Sürecin devlet ve üniversite hastanelerinin aleyhine işlediğinin altını çizen İlhan, “Bu eğilim var ancak Türkiye’de sağlık harcamalarını hâlâ kamu yapıyor” dedi. ABD’de kamunun sağlık harcamalarındaki payı ile tek tek yurttaşların payının yarı yarıya olduğunu kaydeden İlhan, Türkiye’de de yapılmak istenenin bu olduğunu belirtti.

“Cepten ödemeler artıyor. Hastalardan çeşitli adlar altında para alınıyor ve bu her geçen yıl daha da artıyor” diyen İlhan, üç katına kadar fark ücretleri alındığına, acil sağlık hizmetlerinde bile katkı payı alınacak düzenlemeler getirildiğine dikkat çekti.
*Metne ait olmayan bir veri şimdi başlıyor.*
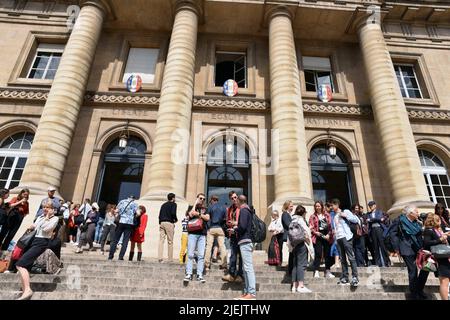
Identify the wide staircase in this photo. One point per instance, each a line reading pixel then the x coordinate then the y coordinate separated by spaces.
pixel 89 276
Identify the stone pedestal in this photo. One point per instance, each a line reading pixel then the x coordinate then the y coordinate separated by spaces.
pixel 396 138
pixel 47 159
pixel 171 145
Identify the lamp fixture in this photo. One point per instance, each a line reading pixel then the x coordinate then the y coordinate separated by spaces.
pixel 124 136
pixel 331 145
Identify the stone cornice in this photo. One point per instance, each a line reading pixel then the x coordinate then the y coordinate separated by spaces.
pixel 39 96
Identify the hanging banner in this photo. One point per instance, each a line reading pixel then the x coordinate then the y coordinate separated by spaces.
pixel 230 88
pixel 134 83
pixel 325 94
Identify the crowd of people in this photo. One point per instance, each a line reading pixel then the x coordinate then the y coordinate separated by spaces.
pixel 332 236
pixel 57 222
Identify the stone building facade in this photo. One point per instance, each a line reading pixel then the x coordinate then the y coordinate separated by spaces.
pixel 64 101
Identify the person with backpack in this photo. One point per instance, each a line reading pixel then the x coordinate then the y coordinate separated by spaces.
pixel 18 209
pixel 243 229
pixel 197 230
pixel 376 222
pixel 167 219
pixel 218 215
pixel 286 218
pixel 405 233
pixel 434 235
pixel 275 228
pixel 322 238
pixel 88 229
pixel 299 238
pixel 127 211
pixel 344 239
pixel 235 260
pixel 138 236
pixel 359 243
pixel 109 226
pixel 184 235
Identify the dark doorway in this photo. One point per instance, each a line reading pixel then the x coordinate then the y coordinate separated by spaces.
pixel 330 177
pixel 228 169
pixel 122 171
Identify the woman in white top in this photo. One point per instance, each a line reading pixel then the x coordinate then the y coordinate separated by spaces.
pixel 275 228
pixel 44 225
pixel 300 253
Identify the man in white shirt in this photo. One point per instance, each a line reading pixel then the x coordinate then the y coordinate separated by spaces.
pixel 344 237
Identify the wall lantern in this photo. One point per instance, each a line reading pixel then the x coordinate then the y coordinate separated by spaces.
pixel 331 145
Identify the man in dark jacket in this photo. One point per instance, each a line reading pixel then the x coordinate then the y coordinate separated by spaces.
pixel 167 220
pixel 218 215
pixel 376 222
pixel 243 229
pixel 235 263
pixel 406 237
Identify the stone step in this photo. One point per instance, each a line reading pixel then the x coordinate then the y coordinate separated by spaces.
pixel 152 270
pixel 170 294
pixel 123 286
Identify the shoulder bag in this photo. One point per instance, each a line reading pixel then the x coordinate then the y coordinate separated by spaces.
pixel 440 251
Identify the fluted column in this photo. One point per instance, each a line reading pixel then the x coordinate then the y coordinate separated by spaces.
pixel 392 122
pixel 47 158
pixel 293 176
pixel 168 168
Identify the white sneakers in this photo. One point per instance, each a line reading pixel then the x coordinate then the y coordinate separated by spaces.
pixel 300 290
pixel 303 290
pixel 329 275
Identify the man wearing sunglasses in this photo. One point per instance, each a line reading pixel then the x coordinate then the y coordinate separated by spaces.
pixel 232 218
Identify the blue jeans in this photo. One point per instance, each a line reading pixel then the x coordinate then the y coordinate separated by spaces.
pixel 249 273
pixel 235 257
pixel 196 241
pixel 98 230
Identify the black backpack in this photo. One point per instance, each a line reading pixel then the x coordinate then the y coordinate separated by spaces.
pixel 258 233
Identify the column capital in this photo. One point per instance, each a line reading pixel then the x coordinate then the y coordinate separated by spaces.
pixel 104 5
pixel 372 15
pixel 278 10
pixel 193 5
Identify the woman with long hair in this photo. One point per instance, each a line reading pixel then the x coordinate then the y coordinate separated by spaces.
pixel 322 238
pixel 44 226
pixel 443 214
pixel 18 209
pixel 286 218
pixel 72 223
pixel 433 235
pixel 138 236
pixel 300 253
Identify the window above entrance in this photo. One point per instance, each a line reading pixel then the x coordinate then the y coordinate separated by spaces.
pixel 317 71
pixel 231 65
pixel 141 61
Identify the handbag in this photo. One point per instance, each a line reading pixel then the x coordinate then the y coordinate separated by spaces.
pixel 195 225
pixel 3 216
pixel 26 240
pixel 440 251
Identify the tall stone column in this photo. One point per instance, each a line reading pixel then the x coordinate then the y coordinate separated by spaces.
pixel 391 119
pixel 293 176
pixel 168 166
pixel 47 158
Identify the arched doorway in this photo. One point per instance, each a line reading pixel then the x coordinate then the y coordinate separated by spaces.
pixel 122 170
pixel 436 177
pixel 228 168
pixel 13 157
pixel 330 177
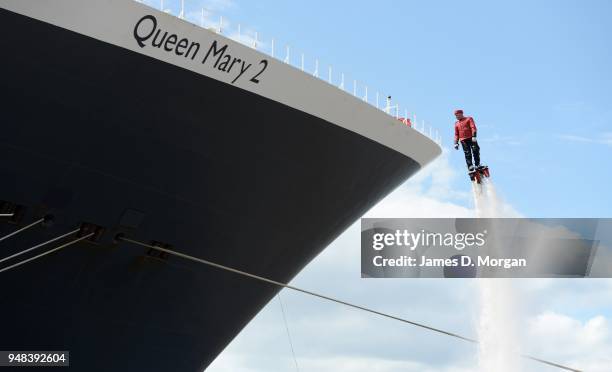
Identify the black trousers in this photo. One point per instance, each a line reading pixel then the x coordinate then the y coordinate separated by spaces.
pixel 471 148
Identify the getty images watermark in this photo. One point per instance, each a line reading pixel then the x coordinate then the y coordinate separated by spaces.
pixel 479 247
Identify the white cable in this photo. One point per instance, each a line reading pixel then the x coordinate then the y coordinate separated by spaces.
pixel 38 246
pixel 46 253
pixel 297 368
pixel 283 285
pixel 22 229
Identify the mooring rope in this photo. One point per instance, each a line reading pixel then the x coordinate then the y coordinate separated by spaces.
pixel 38 246
pixel 120 237
pixel 46 253
pixel 22 229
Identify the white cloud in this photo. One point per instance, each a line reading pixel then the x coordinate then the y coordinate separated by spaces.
pixel 330 337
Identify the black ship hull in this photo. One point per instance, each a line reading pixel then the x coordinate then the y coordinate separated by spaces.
pixel 94 133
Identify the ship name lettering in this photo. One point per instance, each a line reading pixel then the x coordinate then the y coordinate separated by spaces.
pixel 146 28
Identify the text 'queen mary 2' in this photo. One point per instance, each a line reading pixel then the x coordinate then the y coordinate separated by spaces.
pixel 119 119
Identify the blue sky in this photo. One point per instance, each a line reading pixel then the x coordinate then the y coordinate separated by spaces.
pixel 535 76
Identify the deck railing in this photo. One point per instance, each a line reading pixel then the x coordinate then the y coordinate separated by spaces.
pixel 249 37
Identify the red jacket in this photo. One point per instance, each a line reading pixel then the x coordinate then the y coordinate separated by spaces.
pixel 465 128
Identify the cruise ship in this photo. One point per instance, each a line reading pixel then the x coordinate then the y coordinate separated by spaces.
pixel 123 122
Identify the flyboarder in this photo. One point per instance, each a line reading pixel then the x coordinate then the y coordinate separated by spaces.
pixel 465 132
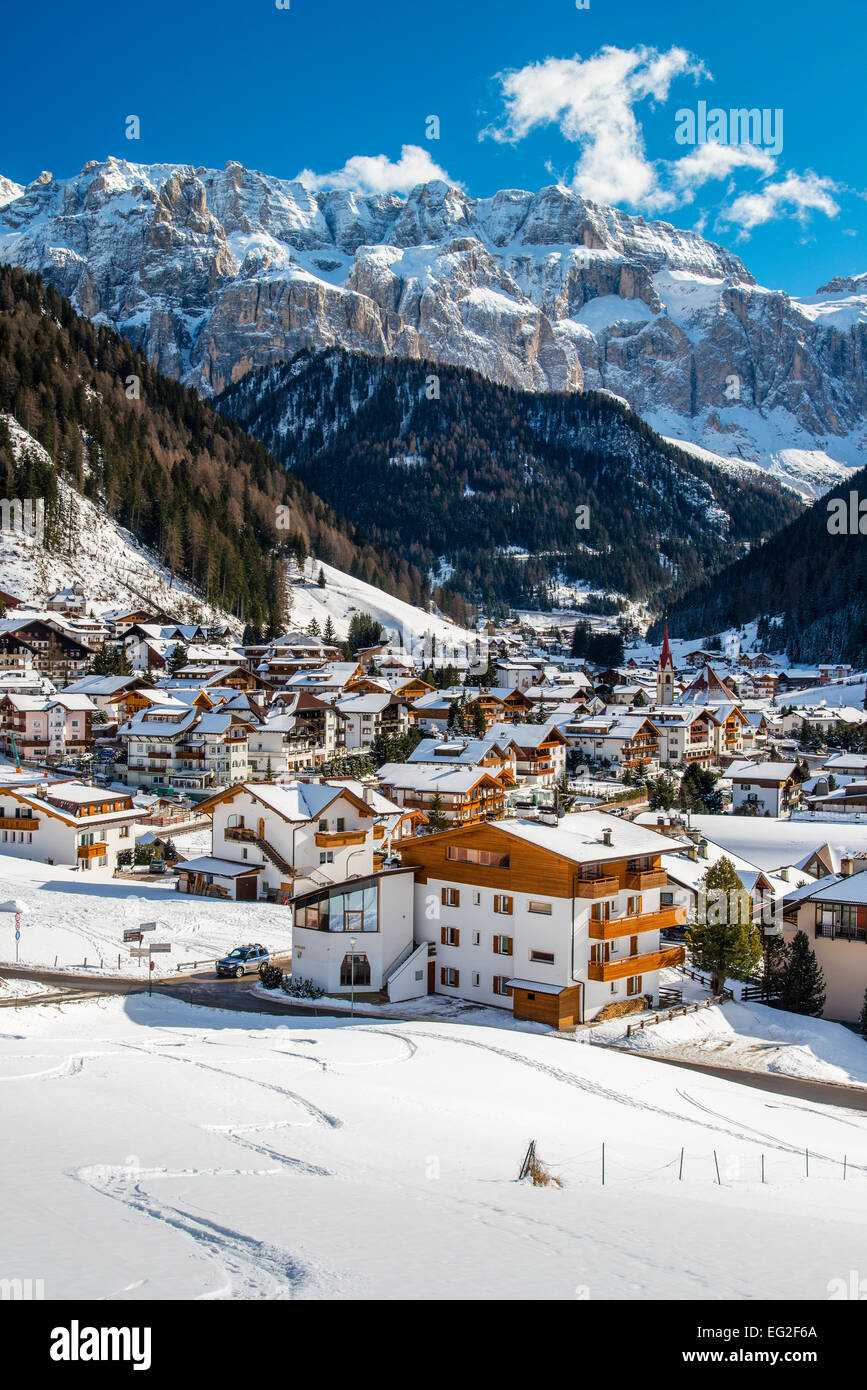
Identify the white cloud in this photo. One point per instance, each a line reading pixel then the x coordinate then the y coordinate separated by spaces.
pixel 592 103
pixel 716 161
pixel 378 174
pixel 795 195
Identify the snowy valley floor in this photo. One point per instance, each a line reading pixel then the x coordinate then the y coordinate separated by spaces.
pixel 748 1036
pixel 152 1150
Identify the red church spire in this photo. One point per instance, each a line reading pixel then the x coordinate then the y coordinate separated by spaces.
pixel 666 652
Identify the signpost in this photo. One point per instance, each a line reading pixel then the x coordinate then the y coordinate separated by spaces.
pixel 150 950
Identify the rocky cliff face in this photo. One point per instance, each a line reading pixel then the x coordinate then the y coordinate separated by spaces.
pixel 217 271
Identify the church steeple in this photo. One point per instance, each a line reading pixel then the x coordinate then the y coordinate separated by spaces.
pixel 664 673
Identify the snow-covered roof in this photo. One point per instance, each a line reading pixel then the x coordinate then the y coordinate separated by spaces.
pixel 224 868
pixel 580 837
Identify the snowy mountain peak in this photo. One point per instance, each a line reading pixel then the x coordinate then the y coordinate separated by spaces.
pixel 217 271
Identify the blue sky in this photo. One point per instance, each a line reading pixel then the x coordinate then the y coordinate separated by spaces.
pixel 584 96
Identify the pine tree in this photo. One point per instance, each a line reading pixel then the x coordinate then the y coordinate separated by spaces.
pixel 802 983
pixel 177 658
pixel 724 938
pixel 436 818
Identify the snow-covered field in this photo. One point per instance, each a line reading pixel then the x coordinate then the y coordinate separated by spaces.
pixel 71 916
pixel 178 1153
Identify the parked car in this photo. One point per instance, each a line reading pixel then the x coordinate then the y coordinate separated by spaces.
pixel 243 961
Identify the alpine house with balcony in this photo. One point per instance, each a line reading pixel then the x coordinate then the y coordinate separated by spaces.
pixel 277 838
pixel 67 823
Devlet hastaneleri de kapanacak
Şehir hastaneleri sürecinin de aslında kamu hastanelerinin tasfiye süreci olacağı uyarısı yapan İlhan, “Bütün devlet hastaneleri kapatılarak bu hastanelere taşınacak. Halk da buralarda yapılacak işlemlerde daha fazla para ödemek zorunda kalacak” dedi.

Nitelik düştü
Daha çok para harcamanın vatandaşın aldığı hizmete yansıyıp yansımadığının da tartışma konusu olduğunu söyleyen İlhan, “Sağlık harcamaları artıyor ancak nitelik düşüyor. Hekimlerin yüzde 94’ü, sağlık hizmetlerinin yetersiz olduğunu düşünüyor. Bunu sağlık hizmetini veren hekimler söylüyor. Hekimlerin yüzde 88’i, mevcut sağlık sisteminin yurttaşların sağlığını tehlikeye attığını düşünüyor” şeklinde konuştu. “Akılcı, bilimsel, ülkenin ihtiyaçlarına göre bir sistem oluşturmazsanız daha çok para harcasanız da daha iyi bir sağlık hizmeti sunamazsınız” diyerek sözlerini sürdüren İlhan, acil servislere başvuran sayısının 90 milyona ulaşmasının doktora başvuru sayısının üç kat ve ameliyat sayılarında 4 kat artış olmasının inanılmaz olduğunu belirtti.